佐藤清孝
2015年11月26日00時00分
【2009年2月8日都内版】
往年の銀幕のスター原節子。彼女が人気をつかむきっかけになった戦前のヒット作の裏には、当時の日独接近をめぐる動きがあった――。原が1960年代半ばまで住んでいた東京都狛江市で7日、昭和史に詳しい同・日野市の元NHKプロデューサー中田整一さん(67)が講演した。原がヒロインを演じた日独合作映画「新しき土」(37年公開)を取り上げ、数々の「秘話」を紹介した。
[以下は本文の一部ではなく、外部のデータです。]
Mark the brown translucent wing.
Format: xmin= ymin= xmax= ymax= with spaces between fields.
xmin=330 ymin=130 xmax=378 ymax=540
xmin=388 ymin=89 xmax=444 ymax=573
「新しき土」で原は、ドイツに留学中の婚約者のため、花嫁修業に励む娘として登場する。ドイツ人女性を連れて帰国した婚約者との感情のもつれから自殺を図るが、やがて満州(中国東北部)とみられる土地へ。映画は、我が子を抱いて「新しき土」を開拓する原のりりしい姿で幕を下ろす。
中田さんはNHKの歴史ドキュメンタリー部門で活躍、2・26事件で反乱軍の電話を盗聴した録音を基に制作した番組などを手がけた。退職後も日本近現代史の裏面を追い続け、07年には「満州国皇帝の秘録」(幻戯書房)で毎日出版文化賞などを受けた。
この日は、中田さんが講師を務めた公民館講座「昭和史の真実に迫る」の3回目で、テーマは「ヒトラーの密使と日独接近」。NHK時代にドイツで取材した内容などをもとに、地元ゆかりのスターにまつわる話を披露した。